Loin de la foule des gens qui se bousculent, se marchent dessus, s’entretuent, je suis là ! Dans un lieu où règne une atmosphère de plénitude, un lieu propice aux rêves les plus fous. Roulant à pleine vitesse, je caresse le lac

salé de l’île de Djerba. J’entends les grains de sel se froisser, crisser, se broyer sous les roues. Je m’extasie face à ce spectacle grandiose, un endroit magique qui me fait pousser des ailes… L’horizon me guette, il me cherche,

m’attire par son vide intense, égal à celui de la mer. Rien aux alentours, je fais des tours et des

tours, la liberté qui monte à la tête, j’oublie tout, absolument tout, même la poussière étouffante qui me colle aux yeux et m’empêche de respirer à pleins poumons. Mes mains posées sur l’engin à quatre

roues ne le quittent plus.
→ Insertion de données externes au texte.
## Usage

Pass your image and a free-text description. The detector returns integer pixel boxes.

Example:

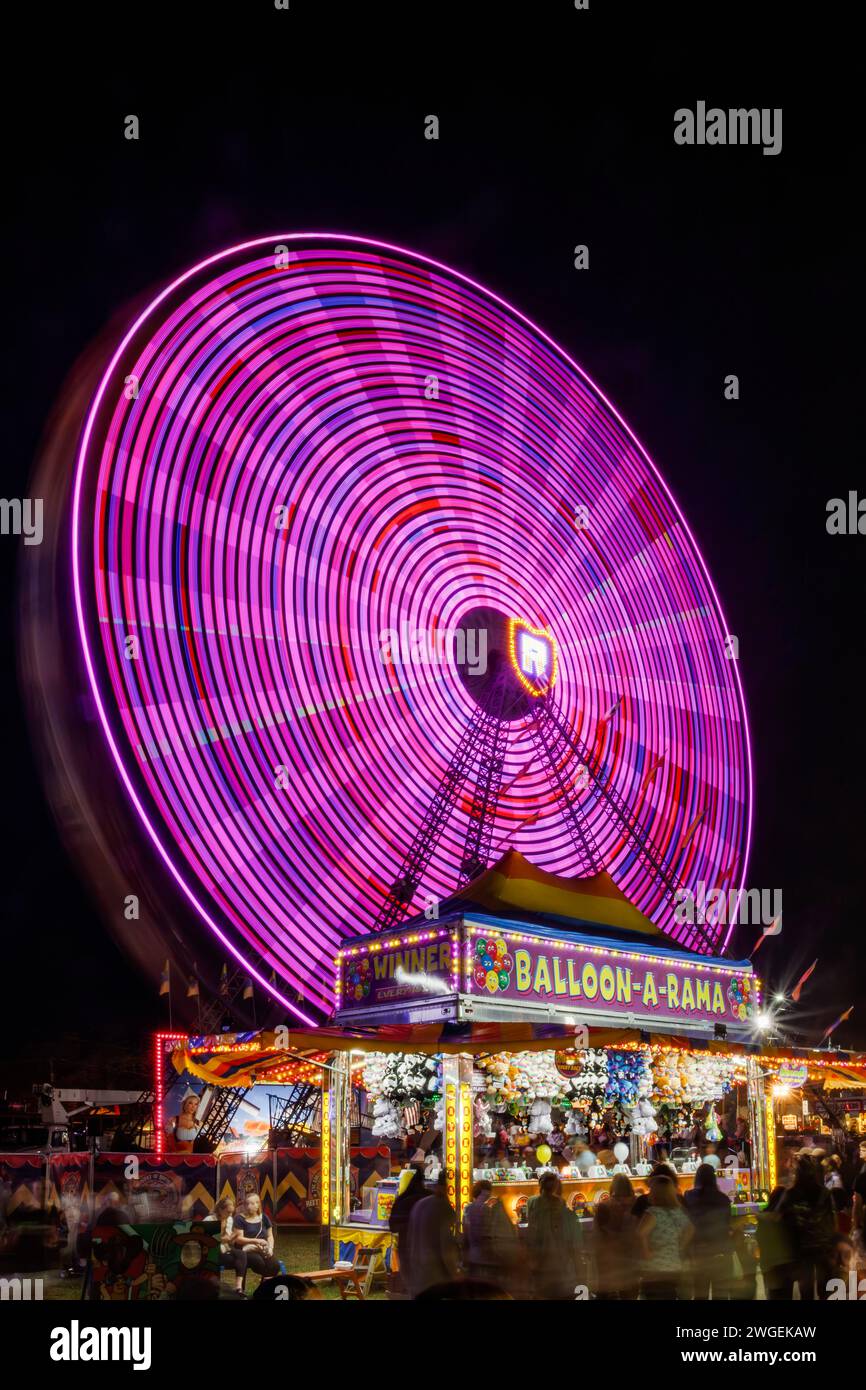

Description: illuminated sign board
[509,619,557,695]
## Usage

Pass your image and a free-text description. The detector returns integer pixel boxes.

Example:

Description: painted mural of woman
[165,1091,202,1154]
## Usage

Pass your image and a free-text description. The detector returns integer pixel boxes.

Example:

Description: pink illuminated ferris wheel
[72,235,751,1017]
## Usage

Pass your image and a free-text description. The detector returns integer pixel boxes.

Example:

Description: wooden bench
[295,1269,366,1298]
[297,1245,381,1298]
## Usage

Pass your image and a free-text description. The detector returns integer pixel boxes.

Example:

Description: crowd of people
[391,1141,866,1301]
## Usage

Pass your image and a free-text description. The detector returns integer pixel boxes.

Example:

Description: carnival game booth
[765,1047,866,1182]
[322,852,770,1254]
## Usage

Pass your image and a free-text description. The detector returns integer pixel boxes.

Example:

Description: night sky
[0,6,866,1087]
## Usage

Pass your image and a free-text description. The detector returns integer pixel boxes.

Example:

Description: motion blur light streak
[72,234,751,1022]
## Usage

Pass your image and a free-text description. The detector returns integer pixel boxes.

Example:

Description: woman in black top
[683,1163,734,1301]
[234,1193,279,1279]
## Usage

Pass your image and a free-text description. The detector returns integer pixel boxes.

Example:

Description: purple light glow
[72,234,752,1023]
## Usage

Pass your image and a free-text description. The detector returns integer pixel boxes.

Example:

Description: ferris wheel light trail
[72,232,752,1023]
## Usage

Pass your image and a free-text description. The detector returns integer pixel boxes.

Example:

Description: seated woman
[209,1195,247,1293]
[232,1193,279,1290]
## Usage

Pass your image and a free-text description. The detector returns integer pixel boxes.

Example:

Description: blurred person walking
[638,1173,694,1300]
[778,1154,835,1302]
[403,1172,460,1298]
[683,1163,734,1302]
[592,1173,639,1298]
[527,1173,582,1301]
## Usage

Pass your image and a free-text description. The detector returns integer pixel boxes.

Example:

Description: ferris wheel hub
[455,605,559,723]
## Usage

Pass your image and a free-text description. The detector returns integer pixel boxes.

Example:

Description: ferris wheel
[72,234,751,1020]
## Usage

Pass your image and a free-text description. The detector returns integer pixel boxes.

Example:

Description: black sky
[0,6,866,1087]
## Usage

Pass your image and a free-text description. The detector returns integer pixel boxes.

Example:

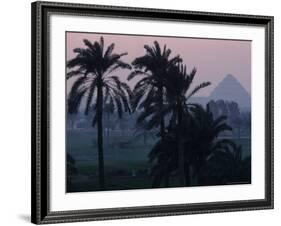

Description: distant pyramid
[209,74,251,109]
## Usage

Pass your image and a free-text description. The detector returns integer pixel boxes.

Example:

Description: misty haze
[65,32,251,192]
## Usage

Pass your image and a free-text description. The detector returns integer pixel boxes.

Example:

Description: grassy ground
[67,131,251,192]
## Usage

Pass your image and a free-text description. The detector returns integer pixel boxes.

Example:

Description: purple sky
[66,32,251,96]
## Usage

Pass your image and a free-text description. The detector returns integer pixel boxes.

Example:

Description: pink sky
[66,32,251,96]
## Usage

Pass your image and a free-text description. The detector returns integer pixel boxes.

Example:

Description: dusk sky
[66,32,251,96]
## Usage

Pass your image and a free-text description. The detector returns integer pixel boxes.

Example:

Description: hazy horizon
[66,32,251,96]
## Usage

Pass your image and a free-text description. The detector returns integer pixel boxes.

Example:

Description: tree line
[67,37,249,190]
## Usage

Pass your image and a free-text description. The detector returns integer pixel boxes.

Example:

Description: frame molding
[31,2,274,224]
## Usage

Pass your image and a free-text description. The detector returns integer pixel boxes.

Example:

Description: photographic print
[65,31,251,192]
[31,1,274,224]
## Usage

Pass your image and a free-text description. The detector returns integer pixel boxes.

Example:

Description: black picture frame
[31,2,274,224]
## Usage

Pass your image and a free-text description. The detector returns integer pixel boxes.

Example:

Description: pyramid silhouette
[209,74,251,109]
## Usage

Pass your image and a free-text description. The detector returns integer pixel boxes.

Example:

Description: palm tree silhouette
[165,63,211,185]
[128,41,182,137]
[67,37,132,190]
[128,41,182,186]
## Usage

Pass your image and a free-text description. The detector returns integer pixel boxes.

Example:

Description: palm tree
[165,63,211,185]
[186,104,233,184]
[128,41,182,186]
[149,104,233,187]
[128,41,182,137]
[67,37,131,190]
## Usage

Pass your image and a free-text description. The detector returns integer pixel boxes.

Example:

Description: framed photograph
[31,2,273,224]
Ce fauve me donne du fil à retordre. Je tente de retarder le moment où je devrais rejoindre les autres qui sont aussi aux abonnés absents. Malheur, il est l’heure ! Elles ont brûlé et

compressé le temps, ces vingt minutes de bonheur. Je n’oublierai pas ce moment où j’ai eu peur. De mourir, non ! De m’enfuir bien sûr. Mais je garde un souffle, celui de la liberté.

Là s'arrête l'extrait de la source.